As Mill says, "So monstrous a principle is far more dangerous than any single interference with liberty; there is no violation of liberty which it would not justify."

You can see that behind the rolling Victorian prose, which it is so tempting to quote at length, lie very contemporary concerns. Mill’s suspicion of social rights can be taken far beyond questions of licensing laws and seen as a condemnation of Labour’s current authoritarianism.

There is another aspect of On Liberty which has contemporary resonance. We are inclined to think of the Victorian age as one of great confidence and perhaps the last in which it was possible to believe in "Great Men" in an uncomplicated fashion. Was it not an age of mighty public intellectuals - Ruskin, Carlyle, Mill himself - who have no equivalent today?
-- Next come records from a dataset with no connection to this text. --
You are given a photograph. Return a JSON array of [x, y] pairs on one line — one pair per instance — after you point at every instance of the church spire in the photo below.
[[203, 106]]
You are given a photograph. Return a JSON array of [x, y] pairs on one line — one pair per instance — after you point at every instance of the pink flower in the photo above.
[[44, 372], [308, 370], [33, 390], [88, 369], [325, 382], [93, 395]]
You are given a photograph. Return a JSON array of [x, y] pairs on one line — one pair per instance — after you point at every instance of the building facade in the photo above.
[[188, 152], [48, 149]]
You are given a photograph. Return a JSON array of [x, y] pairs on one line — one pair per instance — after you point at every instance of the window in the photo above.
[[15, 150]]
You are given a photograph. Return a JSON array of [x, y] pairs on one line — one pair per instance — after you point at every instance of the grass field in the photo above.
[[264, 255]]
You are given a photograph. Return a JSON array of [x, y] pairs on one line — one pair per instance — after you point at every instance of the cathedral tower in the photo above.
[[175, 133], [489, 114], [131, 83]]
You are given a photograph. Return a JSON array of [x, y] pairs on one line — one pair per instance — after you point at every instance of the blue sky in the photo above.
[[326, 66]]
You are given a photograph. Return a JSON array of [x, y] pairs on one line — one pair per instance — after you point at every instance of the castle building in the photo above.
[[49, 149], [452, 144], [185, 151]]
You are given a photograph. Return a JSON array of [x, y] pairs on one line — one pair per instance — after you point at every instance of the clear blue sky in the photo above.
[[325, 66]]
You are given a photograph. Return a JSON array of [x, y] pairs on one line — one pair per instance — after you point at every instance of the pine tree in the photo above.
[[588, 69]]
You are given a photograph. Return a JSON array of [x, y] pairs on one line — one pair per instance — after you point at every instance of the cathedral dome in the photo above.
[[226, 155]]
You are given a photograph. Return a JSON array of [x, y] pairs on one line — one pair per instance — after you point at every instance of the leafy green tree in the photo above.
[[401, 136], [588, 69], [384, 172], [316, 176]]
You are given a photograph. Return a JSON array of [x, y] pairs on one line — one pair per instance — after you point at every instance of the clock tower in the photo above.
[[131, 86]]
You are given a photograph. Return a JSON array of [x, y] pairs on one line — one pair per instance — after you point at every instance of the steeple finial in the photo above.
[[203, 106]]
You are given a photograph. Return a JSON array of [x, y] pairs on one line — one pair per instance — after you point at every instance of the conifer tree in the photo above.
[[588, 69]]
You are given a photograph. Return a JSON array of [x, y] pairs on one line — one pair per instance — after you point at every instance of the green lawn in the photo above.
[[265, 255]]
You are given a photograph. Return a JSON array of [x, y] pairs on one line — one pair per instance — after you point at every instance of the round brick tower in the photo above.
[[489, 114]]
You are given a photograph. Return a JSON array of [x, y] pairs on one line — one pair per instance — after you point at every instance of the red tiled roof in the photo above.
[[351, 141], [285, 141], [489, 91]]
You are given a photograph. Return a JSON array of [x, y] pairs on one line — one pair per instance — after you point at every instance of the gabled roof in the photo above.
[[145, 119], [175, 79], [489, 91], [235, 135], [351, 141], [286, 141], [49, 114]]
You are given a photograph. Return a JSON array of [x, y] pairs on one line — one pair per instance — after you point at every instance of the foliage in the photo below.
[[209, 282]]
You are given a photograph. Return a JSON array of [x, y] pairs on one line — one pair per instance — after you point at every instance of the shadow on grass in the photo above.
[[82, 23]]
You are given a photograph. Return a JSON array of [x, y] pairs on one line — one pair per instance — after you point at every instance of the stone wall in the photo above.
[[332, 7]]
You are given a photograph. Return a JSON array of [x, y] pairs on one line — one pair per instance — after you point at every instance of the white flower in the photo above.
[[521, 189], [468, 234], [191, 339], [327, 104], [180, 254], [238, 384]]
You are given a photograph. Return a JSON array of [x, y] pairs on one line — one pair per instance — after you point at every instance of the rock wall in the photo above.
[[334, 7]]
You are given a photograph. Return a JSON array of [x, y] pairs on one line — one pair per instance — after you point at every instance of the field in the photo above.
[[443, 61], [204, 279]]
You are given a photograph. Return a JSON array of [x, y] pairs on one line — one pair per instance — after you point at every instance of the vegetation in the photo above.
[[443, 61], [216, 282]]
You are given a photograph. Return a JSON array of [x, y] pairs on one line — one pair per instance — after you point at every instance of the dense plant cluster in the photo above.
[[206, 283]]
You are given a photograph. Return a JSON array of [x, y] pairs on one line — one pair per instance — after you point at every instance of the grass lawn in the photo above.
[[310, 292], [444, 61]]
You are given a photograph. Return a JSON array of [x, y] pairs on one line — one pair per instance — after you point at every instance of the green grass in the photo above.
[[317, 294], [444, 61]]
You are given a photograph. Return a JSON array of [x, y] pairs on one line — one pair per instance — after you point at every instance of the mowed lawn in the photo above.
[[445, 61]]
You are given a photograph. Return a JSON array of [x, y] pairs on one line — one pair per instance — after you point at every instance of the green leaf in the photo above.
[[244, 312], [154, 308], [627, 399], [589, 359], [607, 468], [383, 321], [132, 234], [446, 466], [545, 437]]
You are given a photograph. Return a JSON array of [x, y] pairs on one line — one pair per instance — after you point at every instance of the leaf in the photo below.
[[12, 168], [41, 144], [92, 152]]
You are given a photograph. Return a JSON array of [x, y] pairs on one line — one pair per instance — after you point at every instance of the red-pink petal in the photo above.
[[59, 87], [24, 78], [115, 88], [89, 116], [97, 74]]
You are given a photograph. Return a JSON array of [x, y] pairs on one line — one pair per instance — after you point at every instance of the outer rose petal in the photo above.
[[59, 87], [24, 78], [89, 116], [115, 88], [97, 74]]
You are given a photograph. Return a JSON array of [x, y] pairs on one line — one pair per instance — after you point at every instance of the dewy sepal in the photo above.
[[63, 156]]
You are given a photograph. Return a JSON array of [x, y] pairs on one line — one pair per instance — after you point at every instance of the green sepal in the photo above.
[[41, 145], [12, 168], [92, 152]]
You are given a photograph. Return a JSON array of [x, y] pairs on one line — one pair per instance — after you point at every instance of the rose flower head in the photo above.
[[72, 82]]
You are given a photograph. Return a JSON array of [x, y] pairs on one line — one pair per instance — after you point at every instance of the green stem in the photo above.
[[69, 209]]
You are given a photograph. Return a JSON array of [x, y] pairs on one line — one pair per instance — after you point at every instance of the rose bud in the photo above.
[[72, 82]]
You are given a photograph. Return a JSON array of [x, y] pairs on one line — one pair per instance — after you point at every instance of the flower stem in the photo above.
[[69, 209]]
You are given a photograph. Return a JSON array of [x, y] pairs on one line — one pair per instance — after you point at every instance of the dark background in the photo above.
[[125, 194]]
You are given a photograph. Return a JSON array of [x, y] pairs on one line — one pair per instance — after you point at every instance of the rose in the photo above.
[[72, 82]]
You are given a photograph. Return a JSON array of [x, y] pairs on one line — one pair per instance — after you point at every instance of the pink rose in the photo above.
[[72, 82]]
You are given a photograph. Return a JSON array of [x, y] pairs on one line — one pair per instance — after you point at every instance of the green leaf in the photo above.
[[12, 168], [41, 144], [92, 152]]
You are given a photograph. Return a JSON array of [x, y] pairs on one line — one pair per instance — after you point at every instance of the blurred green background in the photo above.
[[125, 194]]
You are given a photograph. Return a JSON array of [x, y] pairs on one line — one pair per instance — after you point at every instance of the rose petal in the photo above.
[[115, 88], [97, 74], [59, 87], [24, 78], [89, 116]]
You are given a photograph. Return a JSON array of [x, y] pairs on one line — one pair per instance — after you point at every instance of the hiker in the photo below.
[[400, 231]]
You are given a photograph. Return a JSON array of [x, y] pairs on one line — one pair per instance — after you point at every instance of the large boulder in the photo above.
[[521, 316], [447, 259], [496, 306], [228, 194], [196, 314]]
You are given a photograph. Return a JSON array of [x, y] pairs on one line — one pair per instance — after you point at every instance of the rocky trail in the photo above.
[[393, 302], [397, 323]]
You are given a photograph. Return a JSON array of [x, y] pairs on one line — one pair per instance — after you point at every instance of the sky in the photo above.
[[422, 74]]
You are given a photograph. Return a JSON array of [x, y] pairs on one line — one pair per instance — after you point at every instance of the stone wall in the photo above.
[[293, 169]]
Yet if you read On Liberty, you find a very different tone. Mill is deeply pessimistic about the way the times were heading and feared the extinction of individuality altogether. He wrote of the tendency of public opinion in those times to prescribe a standard of conduct and expect every one to conform to it:
And that standard, express or tacit, is to desire nothing strongly. Its ideal of character is to be without any marked character; to main by compression, like a Chinese lady’s foot, every part of human nature which stands out prominently, and tends to make the person markedly dissimilar in outline to commonplace humanity.
The Victorians were a lot less "Victorian" than we moderns believe - they did not cover up piano legs out of a concern for decency and they were a lot more relaxed about male nudity, at least, than we are in the 21st century - but maybe Mill was right in that he was seeing the passing of the more relaxed Georgian era. It was, after all, Melbourne, Queen Victoria’s first prime minister, who said "This damned morality will be the death of us all."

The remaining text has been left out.